Le « nous » dangereux
L’humain a besoin d’appartenance.
La famille, la ville, la langue, le métier, le club et le pays donnent des liens, des traditions et la capacité d’agir ensemble. Sans « nous », il serait difficile de construire quoi que ce soit de plus grand qu’un auvent.
Mais tout « nous » trace une frontière.
Parfois elle est inoffensive : les supporters se réjouissent de la victoire de leur équipe. Parfois elle transforme l’échec d’autrui en plaisir, et la vie d’autrui en prix acceptable pour son propre symbole.
Signes dangereux d’une identité de groupe :
- le succès du groupe est compté comme un mérite personnel ;
- la critique est perçue comme une trahison ;
- un acte est jugé selon l’appartenance de celui qui l’a commis ;
- ce qui est permis aux « nôtres » est condamné chez les « autres » ;
- on propose à quelqu’un un sacrifice que les organisateurs eux-mêmes ne consentent pas ;
- le groupe exige une part toujours plus grande de la personne.
L’appartenance n’est pas nécessairement une manipulation. Un pays peut être « le nôtre » non parce que nous le possédons, mais parce que nous participons à sa langue, à ses lois, à sa mémoire et à son avenir. Une entreprise peut être « la nôtre » pour des salariés qui y investissent des années, même si les actions appartiennent à d’autres.
Le mot dit non seulement la propriété, mais aussi le lien.
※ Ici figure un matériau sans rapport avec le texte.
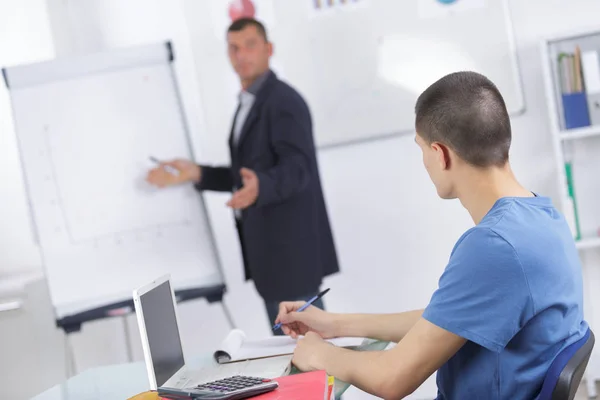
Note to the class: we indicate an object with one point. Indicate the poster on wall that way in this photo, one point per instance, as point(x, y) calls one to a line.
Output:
point(319, 8)
point(226, 11)
point(430, 9)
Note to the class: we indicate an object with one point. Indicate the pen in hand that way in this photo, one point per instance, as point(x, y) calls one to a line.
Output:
point(168, 168)
point(305, 306)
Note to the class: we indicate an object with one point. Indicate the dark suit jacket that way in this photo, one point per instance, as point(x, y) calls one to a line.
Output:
point(286, 238)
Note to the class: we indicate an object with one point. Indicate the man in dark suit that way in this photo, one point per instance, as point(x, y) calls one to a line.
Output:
point(278, 203)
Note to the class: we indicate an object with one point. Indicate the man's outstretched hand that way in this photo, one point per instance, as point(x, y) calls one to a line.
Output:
point(247, 195)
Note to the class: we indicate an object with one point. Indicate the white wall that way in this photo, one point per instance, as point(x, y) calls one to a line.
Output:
point(385, 213)
point(24, 37)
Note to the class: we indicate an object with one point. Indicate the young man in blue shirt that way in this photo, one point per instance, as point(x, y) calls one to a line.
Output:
point(510, 298)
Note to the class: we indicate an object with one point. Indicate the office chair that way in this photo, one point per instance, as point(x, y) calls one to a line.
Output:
point(566, 371)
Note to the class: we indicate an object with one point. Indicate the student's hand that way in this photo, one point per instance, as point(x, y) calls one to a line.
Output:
point(313, 319)
point(308, 352)
point(247, 195)
point(174, 172)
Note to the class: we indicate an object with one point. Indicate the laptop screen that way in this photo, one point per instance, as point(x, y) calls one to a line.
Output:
point(163, 334)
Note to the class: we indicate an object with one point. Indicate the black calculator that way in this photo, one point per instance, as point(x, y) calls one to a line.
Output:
point(232, 388)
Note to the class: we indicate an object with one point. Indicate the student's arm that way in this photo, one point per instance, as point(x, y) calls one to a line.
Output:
point(391, 374)
point(385, 327)
point(291, 142)
point(483, 297)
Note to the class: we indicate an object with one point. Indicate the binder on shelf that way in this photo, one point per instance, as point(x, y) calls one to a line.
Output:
point(575, 109)
point(591, 76)
point(574, 98)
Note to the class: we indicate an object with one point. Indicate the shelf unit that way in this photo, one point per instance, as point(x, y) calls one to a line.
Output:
point(588, 243)
point(568, 145)
point(567, 139)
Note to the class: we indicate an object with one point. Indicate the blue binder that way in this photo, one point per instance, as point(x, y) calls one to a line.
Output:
point(575, 110)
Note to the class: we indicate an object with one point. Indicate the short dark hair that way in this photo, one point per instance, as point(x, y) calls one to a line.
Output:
point(242, 23)
point(466, 112)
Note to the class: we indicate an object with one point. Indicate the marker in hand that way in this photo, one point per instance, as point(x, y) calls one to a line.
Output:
point(305, 306)
point(168, 168)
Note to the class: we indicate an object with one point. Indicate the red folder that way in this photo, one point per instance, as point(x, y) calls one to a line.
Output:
point(314, 385)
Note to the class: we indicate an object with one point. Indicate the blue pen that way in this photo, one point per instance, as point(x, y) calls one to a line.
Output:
point(306, 305)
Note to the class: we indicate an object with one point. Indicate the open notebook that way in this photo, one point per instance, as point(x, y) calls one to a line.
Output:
point(237, 346)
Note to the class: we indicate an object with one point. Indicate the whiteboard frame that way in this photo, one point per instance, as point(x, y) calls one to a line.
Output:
point(22, 76)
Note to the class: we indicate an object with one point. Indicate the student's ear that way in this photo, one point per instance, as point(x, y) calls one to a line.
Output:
point(442, 154)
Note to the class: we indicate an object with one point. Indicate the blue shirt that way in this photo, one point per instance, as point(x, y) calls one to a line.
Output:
point(513, 289)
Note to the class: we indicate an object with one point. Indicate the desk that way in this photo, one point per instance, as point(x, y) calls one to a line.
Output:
point(122, 381)
point(118, 382)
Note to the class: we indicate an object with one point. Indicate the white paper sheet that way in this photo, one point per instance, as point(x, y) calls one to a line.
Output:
point(236, 346)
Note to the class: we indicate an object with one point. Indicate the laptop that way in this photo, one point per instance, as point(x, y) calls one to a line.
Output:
point(168, 373)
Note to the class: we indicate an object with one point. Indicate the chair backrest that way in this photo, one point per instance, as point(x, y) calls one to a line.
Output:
point(565, 372)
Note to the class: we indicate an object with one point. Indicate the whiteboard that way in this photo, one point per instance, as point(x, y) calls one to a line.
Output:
point(361, 64)
point(86, 127)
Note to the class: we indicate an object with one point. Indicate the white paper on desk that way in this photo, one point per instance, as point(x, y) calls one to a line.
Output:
point(237, 346)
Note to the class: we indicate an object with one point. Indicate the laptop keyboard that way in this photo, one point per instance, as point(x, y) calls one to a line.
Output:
point(232, 384)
L’enjeu n’est donc pas d’interdire le pronom. Il est plus utile de demander :
Qu’est-ce qui nous unit, exactement ?
Quelles obligations en découlent ?
Qui décide au nom du groupe ?
Qui en tire profit ?
Qui en porte les sacrifices ?
Puis-je critiquer les miens tout en restant des leurs ?
Un « nous » sain admet le désaccord interne. Un groupe qui exige de renoncer à la faculté de juger ne veut pas de la solidarité, il veut louer votre conscience.
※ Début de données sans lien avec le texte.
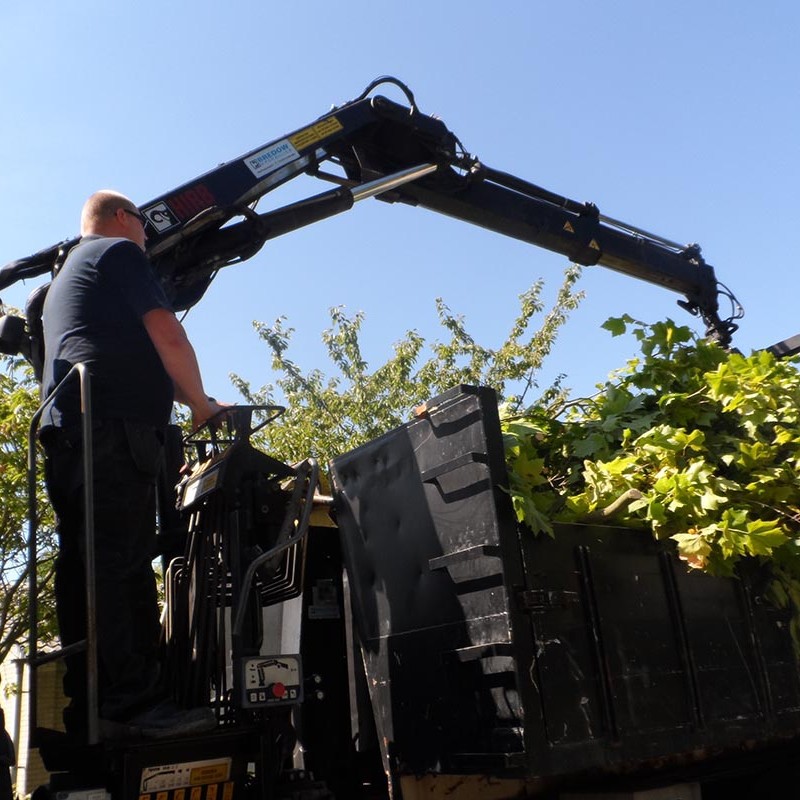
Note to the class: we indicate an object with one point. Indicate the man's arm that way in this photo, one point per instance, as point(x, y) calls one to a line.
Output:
point(179, 360)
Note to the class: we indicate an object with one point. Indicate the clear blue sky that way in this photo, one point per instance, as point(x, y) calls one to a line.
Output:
point(681, 118)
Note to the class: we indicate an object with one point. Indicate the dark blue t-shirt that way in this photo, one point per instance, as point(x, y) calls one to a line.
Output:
point(93, 314)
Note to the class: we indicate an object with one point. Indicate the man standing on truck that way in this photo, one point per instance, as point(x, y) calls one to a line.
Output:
point(106, 309)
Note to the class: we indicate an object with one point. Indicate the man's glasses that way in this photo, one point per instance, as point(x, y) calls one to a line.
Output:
point(138, 214)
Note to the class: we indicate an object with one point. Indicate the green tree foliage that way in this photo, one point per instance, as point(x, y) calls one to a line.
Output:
point(326, 416)
point(19, 398)
point(690, 441)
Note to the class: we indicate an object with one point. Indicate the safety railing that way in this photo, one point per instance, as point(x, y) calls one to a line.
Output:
point(89, 644)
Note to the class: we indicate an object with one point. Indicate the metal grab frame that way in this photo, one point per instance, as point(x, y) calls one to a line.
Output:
point(90, 643)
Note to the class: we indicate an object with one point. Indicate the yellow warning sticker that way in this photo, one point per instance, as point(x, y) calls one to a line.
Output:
point(210, 773)
point(315, 133)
Il est commode de tester le pronom d’après la direction du sacrifice. « On va tous mettre un coup de collier » sonne pareil chez le salarié et chez le propriétaire, mais ne signifie pas la même chose : l’un investit ses samedis, l’autre une espérance. Ce n’est pas forcément une tromperie, tant que les deux parts sont nommées à voix haute et que les deux côtés savent ce qu’ils obtiendront en cas de succès. Une seule question suffit à vérifier : qu’arrivera-t-il à chacun de ceux qui parlent si le coup de collier ne suffit pas.
Ce qui inquiète n’est pas le « nous » lui-même, mais l’asymétrie qu’il recouvre. Là où le bénéfice est déclaré commun et où les coûts restent, on ne sait pourquoi, personnels, le pronom ne remplit pas une fonction unificatrice mais une fonction comptable.